Finecchio testified that he and three others were pushing the truck loaded with tools on a narrow gauge track; that the truck weighed about 500 pounds; that one man could not push it but two could push it with rest periods and four men could push it easily; that the temperature was cold and there was snow on the ground; that he saw Gerich after he fell about 50 feet behind the truck; and that no accident happened to him. There was no probative evidence whatever that Gerich had ever had a previous impaired-heart condition or that such a condition was accelerated by his employment.
While there was some medical testimony that there was a causal relation between Gerich's death and the activities of his employment, the lack of factual evidence upon which to base any such opinion was evidenced by the fact that the medical witnesses in expressing such opinion supplied and assumed facts as to which there was no proof.
For instance, a medical witness on behalf of the plaintiff, in expressing an opinion based upon facts already established by other witnesses, said that Gerich's death resulted from a coronary condition. When asked as to the basis of his opinion he said:
"Well, the suddenness of it, the effort that was involved, and in his particular work at this particular time. And you have to take into consideration the age of the man; you would, naturally, think of that as being the A-1 causative factor of his death."
And when further interrogated as to whether he had an opinion on any causal relationship between the work Gerich was doing and the cause of his death and the basis for such opinion, this witness, after expressing his opinion that there was such relationship, said:
"I base my opinion upon the experience we have in the handling of these cardiac diseases. I am assuming, now, that this man had a pre-existing vascular, perhaps a hypertensive arteriosclerotic disease prior to this." (Italics supplied.)
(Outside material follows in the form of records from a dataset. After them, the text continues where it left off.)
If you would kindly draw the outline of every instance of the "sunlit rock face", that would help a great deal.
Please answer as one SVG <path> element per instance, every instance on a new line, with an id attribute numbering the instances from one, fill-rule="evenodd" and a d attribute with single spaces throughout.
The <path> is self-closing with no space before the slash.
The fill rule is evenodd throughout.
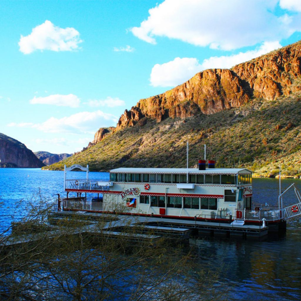
<path id="1" fill-rule="evenodd" d="M 239 107 L 253 98 L 273 100 L 301 89 L 301 42 L 298 42 L 234 66 L 196 74 L 166 92 L 141 99 L 126 110 L 116 129 L 131 126 L 146 117 L 160 122 L 184 119 L 200 111 L 213 114 Z"/>

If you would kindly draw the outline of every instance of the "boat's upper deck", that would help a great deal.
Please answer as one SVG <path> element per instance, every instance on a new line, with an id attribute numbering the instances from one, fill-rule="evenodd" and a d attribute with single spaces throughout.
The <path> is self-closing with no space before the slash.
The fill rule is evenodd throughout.
<path id="1" fill-rule="evenodd" d="M 207 168 L 199 170 L 197 168 L 149 168 L 120 167 L 111 169 L 111 173 L 145 173 L 189 175 L 250 175 L 252 172 L 246 169 Z"/>

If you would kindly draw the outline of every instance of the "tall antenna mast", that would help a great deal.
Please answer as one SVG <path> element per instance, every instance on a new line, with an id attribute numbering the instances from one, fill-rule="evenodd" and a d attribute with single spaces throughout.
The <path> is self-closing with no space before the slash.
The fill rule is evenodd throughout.
<path id="1" fill-rule="evenodd" d="M 186 181 L 186 183 L 188 183 L 188 141 L 187 141 L 187 178 Z"/>

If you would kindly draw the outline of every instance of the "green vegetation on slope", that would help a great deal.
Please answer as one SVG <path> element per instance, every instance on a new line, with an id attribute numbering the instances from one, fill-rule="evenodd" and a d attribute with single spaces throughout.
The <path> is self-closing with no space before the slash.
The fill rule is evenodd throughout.
<path id="1" fill-rule="evenodd" d="M 275 175 L 281 168 L 287 175 L 297 176 L 301 173 L 300 122 L 301 97 L 297 95 L 270 101 L 254 99 L 209 115 L 200 113 L 159 123 L 147 119 L 143 126 L 108 134 L 95 146 L 48 168 L 62 169 L 64 164 L 75 163 L 89 164 L 93 171 L 185 167 L 188 141 L 191 167 L 203 157 L 206 144 L 206 157 L 216 160 L 216 167 L 246 167 L 265 176 Z"/>

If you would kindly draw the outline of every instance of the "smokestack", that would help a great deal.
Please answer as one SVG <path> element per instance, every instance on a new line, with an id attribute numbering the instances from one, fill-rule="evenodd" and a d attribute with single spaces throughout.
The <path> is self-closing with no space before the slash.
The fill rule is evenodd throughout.
<path id="1" fill-rule="evenodd" d="M 208 168 L 215 168 L 215 161 L 212 160 L 208 160 Z"/>
<path id="2" fill-rule="evenodd" d="M 206 160 L 199 160 L 199 170 L 206 170 Z"/>

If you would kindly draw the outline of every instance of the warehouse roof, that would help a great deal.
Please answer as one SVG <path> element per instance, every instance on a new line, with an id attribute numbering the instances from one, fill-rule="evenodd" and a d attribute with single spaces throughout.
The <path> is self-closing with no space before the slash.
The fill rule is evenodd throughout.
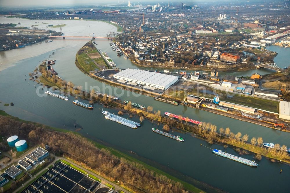
<path id="1" fill-rule="evenodd" d="M 30 164 L 28 163 L 24 160 L 21 160 L 18 162 L 18 164 L 19 165 L 21 165 L 25 168 L 27 168 L 30 165 L 31 165 Z"/>
<path id="2" fill-rule="evenodd" d="M 167 86 L 177 78 L 171 75 L 130 68 L 118 72 L 115 76 L 163 86 Z"/>
<path id="3" fill-rule="evenodd" d="M 26 156 L 26 157 L 32 160 L 36 160 L 48 152 L 39 147 Z"/>
<path id="4" fill-rule="evenodd" d="M 10 177 L 12 177 L 22 171 L 21 170 L 18 169 L 14 165 L 12 165 L 6 169 L 4 171 L 4 172 L 10 176 Z"/>

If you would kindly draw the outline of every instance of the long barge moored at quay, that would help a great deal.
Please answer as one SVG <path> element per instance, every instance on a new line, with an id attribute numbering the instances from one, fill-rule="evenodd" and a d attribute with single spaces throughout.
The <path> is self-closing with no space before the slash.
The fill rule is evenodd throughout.
<path id="1" fill-rule="evenodd" d="M 77 100 L 75 100 L 74 101 L 72 102 L 75 105 L 80 106 L 81 107 L 83 107 L 86 108 L 87 109 L 93 108 L 93 106 L 92 105 L 83 103 L 80 101 L 78 101 Z"/>
<path id="2" fill-rule="evenodd" d="M 267 147 L 267 148 L 273 148 L 275 147 L 274 143 L 264 143 L 263 144 L 263 145 L 265 147 Z M 281 146 L 278 147 L 277 147 L 277 148 L 279 150 L 280 150 L 281 151 L 285 151 L 288 153 L 290 153 L 290 148 L 284 148 Z"/>
<path id="3" fill-rule="evenodd" d="M 65 100 L 66 101 L 67 101 L 69 99 L 68 98 L 68 97 L 67 96 L 63 96 L 62 95 L 61 95 L 60 94 L 57 94 L 54 92 L 51 92 L 49 90 L 46 91 L 44 92 L 48 94 L 49 94 L 50 95 L 51 95 L 52 96 L 54 96 L 58 97 L 60 99 L 63 99 L 64 100 Z"/>
<path id="4" fill-rule="evenodd" d="M 242 163 L 249 165 L 253 167 L 256 167 L 258 166 L 258 164 L 254 161 L 251 161 L 246 158 L 243 158 L 240 157 L 238 157 L 233 155 L 230 154 L 226 152 L 224 152 L 221 150 L 219 150 L 215 149 L 213 150 L 213 152 L 217 155 L 220 155 L 223 157 L 232 159 L 235 161 L 238 161 Z"/>
<path id="5" fill-rule="evenodd" d="M 109 94 L 104 94 L 103 93 L 102 93 L 100 92 L 99 91 L 96 91 L 95 92 L 95 94 L 97 94 L 98 95 L 100 95 L 101 96 L 102 96 L 103 97 L 104 96 L 106 96 L 108 97 L 108 98 L 111 98 L 113 99 L 114 100 L 117 100 L 119 99 L 119 97 L 117 97 L 117 96 L 112 96 Z"/>
<path id="6" fill-rule="evenodd" d="M 162 131 L 158 130 L 158 129 L 152 128 L 152 130 L 155 133 L 161 134 L 161 135 L 162 135 L 164 136 L 166 136 L 166 137 L 168 137 L 171 138 L 172 139 L 175 139 L 175 140 L 177 140 L 177 141 L 184 141 L 184 139 L 182 137 L 180 137 L 179 136 L 174 135 L 172 134 L 171 134 L 170 133 L 166 133 L 166 132 L 164 132 Z"/>
<path id="7" fill-rule="evenodd" d="M 141 126 L 141 124 L 139 123 L 121 117 L 108 111 L 104 111 L 102 113 L 105 115 L 105 118 L 106 119 L 113 121 L 133 129 L 137 129 L 137 127 Z"/>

Again, it must be observed, there was no evidence in the case which would support the assumption made by the witness.
The witness was further interrogated:
"Q. I am trying to find out, Doctor, on what you based your opinion? A. I based my opinion assuming that he had had some trouble there before, possibly a myocarditis or hypertensive myocarditis, and being engaged in this extra effort simply produced the termination.
"Q. In answering the hypothetical question, were you assuming that this man was engaged in unusual or extra effort just before he died? * * * A. Yes."
Again, there was an assumption of facts not proven, namely, that the decedent "was engaged in unusual or extra effort just before he died."
Giving this testimony, without the assumptions of facts not proven, full weight, there was clearly no evidence to prove that Gerich's death was an accidental one resulting from his employment. From the evidence, it was just as probable that he died from natural causes independent of his employment as that it was brought about by the employment. See Cordray v. Industrial Commission, supra. Under such state of the evidence, the plaintiff failed to sustain the burden of proof on that phase of her case, and a verdict should have been directed for the defendant.
The judgment is therefore reversed and final judgment is awarded for the defendant.
Judgment reversed.
WEYGANDT, C.J., MATTHIAS, ZIMMERMAN, STEWART, TURNER and TAFT, JJ., concur.